For the past year, we have been using Travis Enterprise. While it is pretty good, it also has some problems:

  • No worker autoscale. We solved this by writing some Ruby and Terraform scripts, but it was giving us random build failures;
  • It was expensive for us. Dollars are very expensive here in Brazil, and Travis Enterprise costs a lot of them.

So, I went out looking for cheaper and better alternatives.

BuildKite

My friend Caio told me they were using Buildkite at MeusPedidos and that it was working well.

I decided to give it a try. My plan was:

  1. Setup Buildkite for some repositories;
  2. Let both Buildkite and Travis run for a few days;
  3. Interview the team to ask them what they think;
  4. If the results were good, migrate all repositories and terminate some machines.

Setting up the master and the workers was easy. Buildkite provides an Open Source tool called Elastic CI Stack for AWS.

It works great, letting us even use Spot Instances (which most of the time are cheaper).

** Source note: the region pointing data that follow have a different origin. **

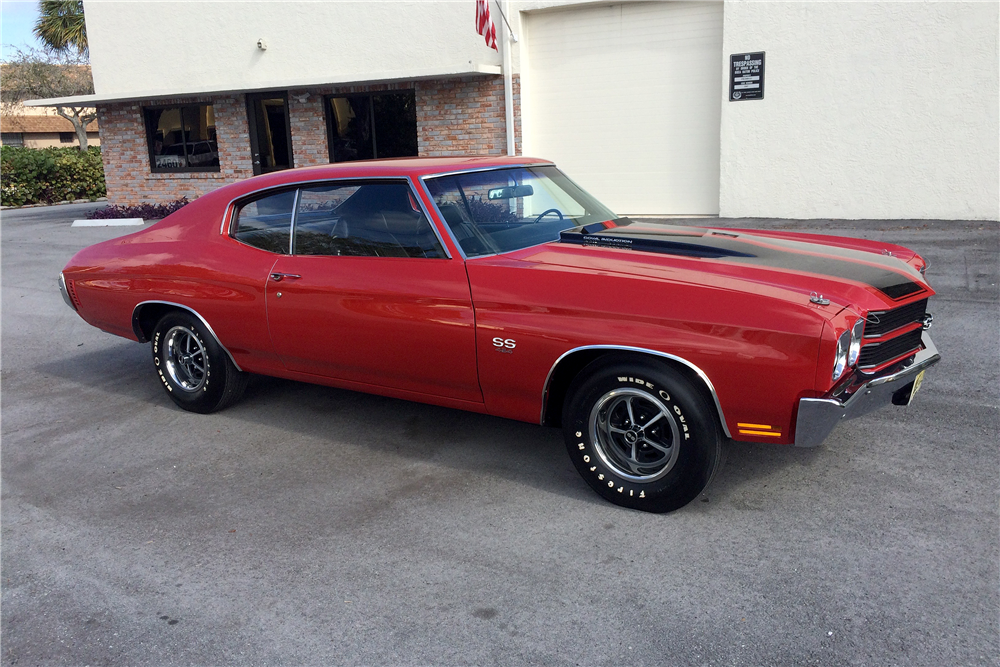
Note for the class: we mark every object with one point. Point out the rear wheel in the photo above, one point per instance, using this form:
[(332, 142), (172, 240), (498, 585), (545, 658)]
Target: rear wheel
[(641, 435), (194, 369)]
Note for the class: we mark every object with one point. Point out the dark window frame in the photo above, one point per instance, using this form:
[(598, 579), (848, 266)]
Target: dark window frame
[(328, 115), (13, 139), (151, 134), (251, 100)]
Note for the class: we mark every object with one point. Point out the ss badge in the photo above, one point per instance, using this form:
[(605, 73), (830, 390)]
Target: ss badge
[(505, 345)]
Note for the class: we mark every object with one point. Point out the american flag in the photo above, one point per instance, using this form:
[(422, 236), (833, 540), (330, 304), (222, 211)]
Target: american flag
[(484, 24)]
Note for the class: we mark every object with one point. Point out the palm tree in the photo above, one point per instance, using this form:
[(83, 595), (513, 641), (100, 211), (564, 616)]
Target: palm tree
[(61, 25)]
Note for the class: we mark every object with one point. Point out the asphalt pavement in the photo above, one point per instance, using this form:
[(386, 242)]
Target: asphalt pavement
[(313, 526)]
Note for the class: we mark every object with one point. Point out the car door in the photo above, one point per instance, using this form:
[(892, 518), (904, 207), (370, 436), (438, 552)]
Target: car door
[(368, 294)]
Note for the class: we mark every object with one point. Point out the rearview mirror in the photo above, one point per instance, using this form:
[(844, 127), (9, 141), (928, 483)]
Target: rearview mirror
[(511, 192)]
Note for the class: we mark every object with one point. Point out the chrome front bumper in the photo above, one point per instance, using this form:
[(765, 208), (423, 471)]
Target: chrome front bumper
[(817, 417)]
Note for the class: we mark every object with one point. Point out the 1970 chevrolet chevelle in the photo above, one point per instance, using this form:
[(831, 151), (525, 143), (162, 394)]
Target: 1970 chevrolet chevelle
[(497, 285)]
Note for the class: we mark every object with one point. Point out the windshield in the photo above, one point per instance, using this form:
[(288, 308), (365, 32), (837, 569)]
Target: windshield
[(502, 210)]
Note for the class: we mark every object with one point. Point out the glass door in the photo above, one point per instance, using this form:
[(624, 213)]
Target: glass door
[(270, 133)]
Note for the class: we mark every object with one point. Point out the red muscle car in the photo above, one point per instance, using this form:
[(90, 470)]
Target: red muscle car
[(497, 285)]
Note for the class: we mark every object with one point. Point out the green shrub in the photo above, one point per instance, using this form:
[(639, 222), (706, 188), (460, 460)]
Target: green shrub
[(50, 175)]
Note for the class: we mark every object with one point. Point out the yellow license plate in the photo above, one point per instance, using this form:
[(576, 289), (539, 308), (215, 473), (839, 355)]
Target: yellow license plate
[(916, 385)]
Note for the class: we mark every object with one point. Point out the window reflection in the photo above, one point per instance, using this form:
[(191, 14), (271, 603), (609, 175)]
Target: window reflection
[(182, 138), (376, 125)]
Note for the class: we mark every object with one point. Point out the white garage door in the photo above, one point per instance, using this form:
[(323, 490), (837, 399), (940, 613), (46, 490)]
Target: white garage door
[(626, 99)]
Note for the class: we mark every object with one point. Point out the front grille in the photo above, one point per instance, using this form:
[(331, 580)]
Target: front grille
[(875, 354), (882, 322)]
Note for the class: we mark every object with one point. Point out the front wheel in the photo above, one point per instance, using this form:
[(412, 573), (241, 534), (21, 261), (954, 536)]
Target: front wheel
[(194, 369), (641, 435)]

I spent some time reading all its code before using it (trust no one). Then, launched a cluster on our sandbox AWS account. After that Buildkite was already working.

Then, I set Buildkite up on the top 3 most changed repositories and let it run for a few days.

Decision making

After a week, I was sold. I’m not the only user though, so I asked the team to reply a small Google form. Here are the results:

Classify, from 0 to 10, your satisfaction with Travis:

Travis satisfaction distribution

Travis satisfaction distribution

Classify, from 0 to 10, your satisfaction with Buildkite:

Buildkite satisfaction distribution

Buildkite satisfaction distribution

How would you feel if we fully migrate to Buildkite?

58% liked the change

58% liked the change

All the scores were good:

  • Buildkite had higher satisfaction;
  • No one voted against migrating to Buildkite.

The only downside I was able to see was the migration process.

The migration process

I had 50 projects to migrate.

The migration process was:

  1. Clone the repository;
  2. Remove the .travis.yml file;
  3. Create a new pipe on Buildkite;
  4. Setup GitHub integration;
  5. Create .buildkite/pipeline.yml and other required files;
  6. Open a Pull Request;
  7. Check if it worked.

7 steps x 50 repositories = A lot of work.

It would be easier if:

  • Buildkite had better GitHub integration;
  • Buildkite accepted .travis.yml as a fallback or had a conversion tool of some sort.

But none of those were true, so I automated some steps of the process.

Automating the work

First of all, I cloned all repositories with the help of clone-org:

$ clone-org --org ContaAzul --destination /tmp/ca

Second, I created both Buildkite and GitHub API tokens to script the link between them. Of course I made the script open-source.

After that, I created some template files for Java Buildkite builds. Since most of our projects are in Java, I figured that this will do most of the work for me. This step included creating a Docker image with Java, Maven and other tools.

With all that in place, I wrote an “one-liner” and a helper function that would do most of the work for me:

# helper function
setup_buildkite() {
  cd ~/Code/github-buildkite-wire &&
    ./setup-pipeline.sh ContaAzul "$(basename "$1")"
}
# the one liner
$ find . -depth 1 -type d | while read -r folder; do
  cd "$folder"
  test -f '.travis.yml' &&
    setup_buildkite "$folder" &&
    rm .travis.yml &&
    git checkout -b rm-travis &&
    git commit -am 'removed travis.yml' &&
    cp -r ~/Code/buildkite/template/* . &&
    git add -A &&
    git commit -m 'buildkite :wrench:' &&
    git pr
done

PS: The git pr alias calls this plugin

git pr opened one pull request for each project. The majority worked, a few were completely wrong and some needed some tweaks. But, I automated most of my work, allowing me to complete days of work in about 2 hours.

Final thoughts

Our custom Travis elastic stack wasn’t working very well.

We experienced a lot of random job failures and jobs stuck in queues for no obvious reason.

Buildkite native elastic stack works great. Their web interface feels faster and cleaner. We also didn’t experience any random job failures.

Having a base Docker image for our builds also allowed us to have faster builds. Travis’ base image had a lot of stuff we didn’t need and configurations we didn’t knew about. We tweaked ours for our use case, dropping the average build time in ~20%.